McCorry explained that the Arbitrum Improvement Proposal (AIP-1), which was viewed as a “ratification” of decisions made by the Foundation, had already provided for 7.5% of all ARB tokens to be allocated to the organization’s use. The Foundation has already begun using these tokens for the benefit of its DAO, including converting some funds into stablecoins for operational purposes. This is the first official comment from the Foundation regarding this ongoing governance crisis.
The response to Arbitrum’s first attempt at community governance has raised new questions. Just one week ago, the platform airdropped ARB governance tokens to hundreds of thousands of wallets in order to give owners more control over critical decisions, starting with AIP-1 – an omnibus package that included governance, emergency powers, funding and grants.
However, Paul McCorry, the Arbitrum Foundation’s lead developer and one of its founders, defended the decision in a post on Sunday, stating that token holders were not given a say in the matter when AIP-1 was initially created. This response comes amid controversy surrounding the Foundation’s “special grants” program, which would grant it 750 million ARB tokens (roughly $1 billion) without token holders’ approval.

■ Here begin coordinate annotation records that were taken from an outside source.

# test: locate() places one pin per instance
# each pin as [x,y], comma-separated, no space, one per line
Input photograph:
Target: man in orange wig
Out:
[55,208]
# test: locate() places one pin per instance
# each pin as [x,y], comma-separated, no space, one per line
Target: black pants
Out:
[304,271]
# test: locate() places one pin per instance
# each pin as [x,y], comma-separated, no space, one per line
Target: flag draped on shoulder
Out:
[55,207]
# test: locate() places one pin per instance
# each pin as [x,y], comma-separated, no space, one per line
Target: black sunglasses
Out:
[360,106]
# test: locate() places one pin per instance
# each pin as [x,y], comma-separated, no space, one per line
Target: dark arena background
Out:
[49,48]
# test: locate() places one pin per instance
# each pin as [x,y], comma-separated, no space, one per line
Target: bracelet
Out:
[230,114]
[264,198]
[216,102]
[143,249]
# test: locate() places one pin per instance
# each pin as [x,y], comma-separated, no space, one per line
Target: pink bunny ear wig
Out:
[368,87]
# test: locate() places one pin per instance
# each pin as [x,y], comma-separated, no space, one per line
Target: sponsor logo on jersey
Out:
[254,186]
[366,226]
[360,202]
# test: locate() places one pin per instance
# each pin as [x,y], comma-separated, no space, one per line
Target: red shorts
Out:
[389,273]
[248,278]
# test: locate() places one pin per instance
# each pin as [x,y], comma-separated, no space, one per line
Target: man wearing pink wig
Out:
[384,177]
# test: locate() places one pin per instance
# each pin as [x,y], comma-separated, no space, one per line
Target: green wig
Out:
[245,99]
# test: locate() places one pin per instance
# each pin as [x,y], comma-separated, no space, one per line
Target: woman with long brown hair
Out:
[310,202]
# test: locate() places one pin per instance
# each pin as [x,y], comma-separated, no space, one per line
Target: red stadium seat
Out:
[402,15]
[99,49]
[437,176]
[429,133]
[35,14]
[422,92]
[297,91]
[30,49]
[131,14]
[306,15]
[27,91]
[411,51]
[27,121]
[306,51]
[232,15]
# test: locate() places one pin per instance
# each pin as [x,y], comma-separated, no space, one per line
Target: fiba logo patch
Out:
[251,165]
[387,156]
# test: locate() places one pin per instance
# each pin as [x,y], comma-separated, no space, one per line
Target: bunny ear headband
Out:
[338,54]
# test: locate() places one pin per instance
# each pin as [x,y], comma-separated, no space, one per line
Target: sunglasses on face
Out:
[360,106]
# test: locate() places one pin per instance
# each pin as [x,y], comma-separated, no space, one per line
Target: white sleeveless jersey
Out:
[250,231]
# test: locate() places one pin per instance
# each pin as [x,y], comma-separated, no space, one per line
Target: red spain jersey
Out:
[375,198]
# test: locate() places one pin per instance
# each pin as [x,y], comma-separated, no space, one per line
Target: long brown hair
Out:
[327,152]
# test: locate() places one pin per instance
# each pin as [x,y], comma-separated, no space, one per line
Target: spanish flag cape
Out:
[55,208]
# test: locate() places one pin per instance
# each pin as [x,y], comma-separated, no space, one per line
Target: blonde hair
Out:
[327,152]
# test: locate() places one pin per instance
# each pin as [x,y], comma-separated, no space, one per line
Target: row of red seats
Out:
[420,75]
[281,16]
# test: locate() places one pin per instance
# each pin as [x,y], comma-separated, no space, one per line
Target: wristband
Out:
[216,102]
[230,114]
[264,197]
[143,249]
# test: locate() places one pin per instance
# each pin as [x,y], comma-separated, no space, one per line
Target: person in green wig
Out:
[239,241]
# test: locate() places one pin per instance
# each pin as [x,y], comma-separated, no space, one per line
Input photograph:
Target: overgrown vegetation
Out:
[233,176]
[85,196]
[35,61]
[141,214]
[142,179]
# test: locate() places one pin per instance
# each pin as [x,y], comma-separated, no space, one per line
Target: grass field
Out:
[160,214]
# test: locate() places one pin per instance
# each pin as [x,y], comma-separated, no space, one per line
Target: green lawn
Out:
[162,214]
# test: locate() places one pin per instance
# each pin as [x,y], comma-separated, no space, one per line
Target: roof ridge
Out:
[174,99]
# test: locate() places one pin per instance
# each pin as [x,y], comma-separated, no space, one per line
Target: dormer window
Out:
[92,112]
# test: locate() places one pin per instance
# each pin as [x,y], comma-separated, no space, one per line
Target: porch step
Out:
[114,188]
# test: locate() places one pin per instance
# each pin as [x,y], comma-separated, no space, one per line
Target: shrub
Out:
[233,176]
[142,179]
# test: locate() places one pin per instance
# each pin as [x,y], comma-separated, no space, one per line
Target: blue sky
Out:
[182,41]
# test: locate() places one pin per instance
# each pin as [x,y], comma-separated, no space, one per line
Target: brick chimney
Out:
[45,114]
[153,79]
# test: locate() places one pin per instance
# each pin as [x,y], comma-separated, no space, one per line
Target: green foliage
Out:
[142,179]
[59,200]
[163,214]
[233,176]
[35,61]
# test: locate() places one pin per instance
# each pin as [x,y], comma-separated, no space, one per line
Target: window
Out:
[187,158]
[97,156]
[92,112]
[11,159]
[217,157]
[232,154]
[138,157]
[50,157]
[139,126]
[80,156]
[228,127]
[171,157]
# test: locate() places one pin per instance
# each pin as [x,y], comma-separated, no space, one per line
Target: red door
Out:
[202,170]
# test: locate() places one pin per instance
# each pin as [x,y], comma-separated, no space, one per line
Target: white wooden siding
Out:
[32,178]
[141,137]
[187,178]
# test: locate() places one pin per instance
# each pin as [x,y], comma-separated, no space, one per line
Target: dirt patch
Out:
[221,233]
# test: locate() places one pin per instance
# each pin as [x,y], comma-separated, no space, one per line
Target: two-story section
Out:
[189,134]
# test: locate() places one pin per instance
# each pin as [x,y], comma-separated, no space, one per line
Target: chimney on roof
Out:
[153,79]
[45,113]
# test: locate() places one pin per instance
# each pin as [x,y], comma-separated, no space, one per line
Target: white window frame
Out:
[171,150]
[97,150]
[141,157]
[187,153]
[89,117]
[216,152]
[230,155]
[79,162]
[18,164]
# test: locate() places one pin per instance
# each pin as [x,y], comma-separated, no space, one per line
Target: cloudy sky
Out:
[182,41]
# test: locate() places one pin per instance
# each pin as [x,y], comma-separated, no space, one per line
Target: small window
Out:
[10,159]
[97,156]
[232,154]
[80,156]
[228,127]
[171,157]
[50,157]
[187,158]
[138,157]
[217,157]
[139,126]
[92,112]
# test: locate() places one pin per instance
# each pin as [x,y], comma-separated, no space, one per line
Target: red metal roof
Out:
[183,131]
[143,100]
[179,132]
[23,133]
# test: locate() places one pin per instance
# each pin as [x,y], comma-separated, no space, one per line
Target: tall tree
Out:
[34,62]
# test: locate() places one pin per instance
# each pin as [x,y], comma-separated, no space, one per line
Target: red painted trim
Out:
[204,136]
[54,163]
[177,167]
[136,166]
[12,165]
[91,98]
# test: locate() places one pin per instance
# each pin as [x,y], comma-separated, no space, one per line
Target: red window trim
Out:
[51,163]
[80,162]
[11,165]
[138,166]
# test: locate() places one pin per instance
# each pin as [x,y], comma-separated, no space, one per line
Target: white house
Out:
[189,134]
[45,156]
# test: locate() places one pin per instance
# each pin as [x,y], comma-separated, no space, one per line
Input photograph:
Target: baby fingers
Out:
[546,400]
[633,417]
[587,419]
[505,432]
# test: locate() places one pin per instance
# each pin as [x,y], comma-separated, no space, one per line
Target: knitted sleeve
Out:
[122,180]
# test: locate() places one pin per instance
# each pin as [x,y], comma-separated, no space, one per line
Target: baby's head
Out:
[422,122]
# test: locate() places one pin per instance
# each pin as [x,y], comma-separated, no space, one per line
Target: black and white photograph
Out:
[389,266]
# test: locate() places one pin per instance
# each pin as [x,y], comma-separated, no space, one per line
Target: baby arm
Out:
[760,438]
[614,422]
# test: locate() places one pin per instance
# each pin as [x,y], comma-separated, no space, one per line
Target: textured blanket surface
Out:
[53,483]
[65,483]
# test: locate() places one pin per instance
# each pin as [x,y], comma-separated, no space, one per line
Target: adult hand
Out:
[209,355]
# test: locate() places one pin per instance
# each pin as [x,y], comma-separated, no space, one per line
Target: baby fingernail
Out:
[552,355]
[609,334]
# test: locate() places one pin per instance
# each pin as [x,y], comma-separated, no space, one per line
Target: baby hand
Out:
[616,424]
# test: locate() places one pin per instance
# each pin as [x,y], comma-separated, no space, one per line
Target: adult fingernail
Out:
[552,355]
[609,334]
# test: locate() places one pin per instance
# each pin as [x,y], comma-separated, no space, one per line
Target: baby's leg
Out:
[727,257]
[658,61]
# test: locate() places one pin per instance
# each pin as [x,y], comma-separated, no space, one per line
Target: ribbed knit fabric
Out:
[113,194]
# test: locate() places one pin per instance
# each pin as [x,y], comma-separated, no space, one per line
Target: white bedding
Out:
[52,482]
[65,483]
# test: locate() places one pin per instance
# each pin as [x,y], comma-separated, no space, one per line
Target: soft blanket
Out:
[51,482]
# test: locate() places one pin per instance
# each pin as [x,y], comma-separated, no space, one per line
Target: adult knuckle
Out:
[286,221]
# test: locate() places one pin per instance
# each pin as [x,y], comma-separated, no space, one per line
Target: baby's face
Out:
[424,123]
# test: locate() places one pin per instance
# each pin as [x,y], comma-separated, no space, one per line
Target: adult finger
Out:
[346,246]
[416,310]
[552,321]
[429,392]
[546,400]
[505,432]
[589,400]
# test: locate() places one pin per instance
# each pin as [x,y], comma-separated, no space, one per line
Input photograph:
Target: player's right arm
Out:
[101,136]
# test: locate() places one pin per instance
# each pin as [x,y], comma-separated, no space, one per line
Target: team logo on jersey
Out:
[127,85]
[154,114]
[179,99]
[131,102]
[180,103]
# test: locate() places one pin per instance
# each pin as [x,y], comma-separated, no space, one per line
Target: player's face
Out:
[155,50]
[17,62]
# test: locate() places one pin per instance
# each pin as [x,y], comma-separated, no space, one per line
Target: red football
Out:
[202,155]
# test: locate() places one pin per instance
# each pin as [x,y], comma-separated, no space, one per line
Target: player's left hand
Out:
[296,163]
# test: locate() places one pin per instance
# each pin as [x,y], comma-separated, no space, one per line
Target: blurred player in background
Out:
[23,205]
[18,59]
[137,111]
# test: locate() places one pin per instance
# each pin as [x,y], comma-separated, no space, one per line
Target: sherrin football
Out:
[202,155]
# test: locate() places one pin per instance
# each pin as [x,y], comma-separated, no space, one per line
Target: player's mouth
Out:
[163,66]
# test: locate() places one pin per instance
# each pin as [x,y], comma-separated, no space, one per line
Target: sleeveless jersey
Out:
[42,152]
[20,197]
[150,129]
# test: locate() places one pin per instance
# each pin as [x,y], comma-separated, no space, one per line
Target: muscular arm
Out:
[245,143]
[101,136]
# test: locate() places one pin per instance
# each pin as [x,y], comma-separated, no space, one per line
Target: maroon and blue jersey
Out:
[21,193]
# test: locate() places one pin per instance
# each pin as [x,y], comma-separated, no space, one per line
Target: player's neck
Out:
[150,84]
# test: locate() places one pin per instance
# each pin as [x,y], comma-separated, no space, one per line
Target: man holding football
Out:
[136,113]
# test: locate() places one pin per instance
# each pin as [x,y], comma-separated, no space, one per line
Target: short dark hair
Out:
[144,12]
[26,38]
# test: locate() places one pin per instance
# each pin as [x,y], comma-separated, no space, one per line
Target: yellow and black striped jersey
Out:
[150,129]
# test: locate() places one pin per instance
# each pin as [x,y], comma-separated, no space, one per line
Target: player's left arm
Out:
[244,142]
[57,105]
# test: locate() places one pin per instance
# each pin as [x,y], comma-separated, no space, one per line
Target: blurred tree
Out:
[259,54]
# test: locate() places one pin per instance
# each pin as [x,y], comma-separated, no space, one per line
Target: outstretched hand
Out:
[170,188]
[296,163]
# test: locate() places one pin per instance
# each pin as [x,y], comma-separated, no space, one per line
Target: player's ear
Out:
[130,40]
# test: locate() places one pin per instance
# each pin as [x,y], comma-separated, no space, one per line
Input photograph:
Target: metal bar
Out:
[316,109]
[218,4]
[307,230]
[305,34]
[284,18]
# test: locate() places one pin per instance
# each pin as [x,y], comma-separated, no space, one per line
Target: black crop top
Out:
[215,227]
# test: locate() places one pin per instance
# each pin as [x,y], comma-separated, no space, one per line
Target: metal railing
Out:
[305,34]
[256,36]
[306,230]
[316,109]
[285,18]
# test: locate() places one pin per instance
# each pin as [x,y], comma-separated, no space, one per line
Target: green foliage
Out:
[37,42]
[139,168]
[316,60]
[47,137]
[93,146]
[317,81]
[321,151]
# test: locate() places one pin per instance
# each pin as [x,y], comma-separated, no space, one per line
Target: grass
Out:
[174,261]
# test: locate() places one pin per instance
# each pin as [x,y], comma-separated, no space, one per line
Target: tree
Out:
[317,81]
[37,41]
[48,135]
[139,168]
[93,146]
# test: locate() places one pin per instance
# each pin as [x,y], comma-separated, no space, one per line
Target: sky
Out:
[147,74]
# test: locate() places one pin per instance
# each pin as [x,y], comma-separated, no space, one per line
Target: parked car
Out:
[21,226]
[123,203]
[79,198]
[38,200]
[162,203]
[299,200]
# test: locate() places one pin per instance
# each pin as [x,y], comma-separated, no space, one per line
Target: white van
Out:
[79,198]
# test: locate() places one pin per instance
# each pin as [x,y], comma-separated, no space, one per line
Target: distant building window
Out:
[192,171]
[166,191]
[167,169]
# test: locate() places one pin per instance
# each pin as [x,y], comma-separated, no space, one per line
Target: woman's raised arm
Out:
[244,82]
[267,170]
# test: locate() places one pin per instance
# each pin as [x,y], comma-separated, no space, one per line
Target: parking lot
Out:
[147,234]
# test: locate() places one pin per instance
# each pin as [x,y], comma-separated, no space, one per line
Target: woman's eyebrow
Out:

Last week’s Arbitrum airdrop of over 1 billion ARB tokens to nearly 300,000 wallets as part of its commitment to decentralizing power and creating an inclusive community led to the formation of the ArbitrumDAO, which holds votes on proposed changes like AIP-1. According to a recent post by Peter McCorry, however, the “ratification” vote for AIP-1 didn’t actually involve any voting on budget requests. Instead, the Arbitrum Foundation had already been spending the tokens that were supposed to be part of the vote. This has caused a stir among the Arbitrum community, and it remains to be seen what will happen if AIP-1 is rejected.
McCorry highlighted the problem of establishing decentralized governance structures, noting that certain parameters, such as structure of a security council, voting mechanics, and funding, must be established beforehand. He acknowledged AIP-1’s attempt to avoid “voter fatigue” by granting blank check powers to the Foundation, but emphasized this was necessary to maintain the competitive edge of the ecosystem, as evidenced by Polygon’s behind-closed-door deals with Starbucks. McCorry concluded that while it would be ideal if traditional companies agreed to do everything on-chain.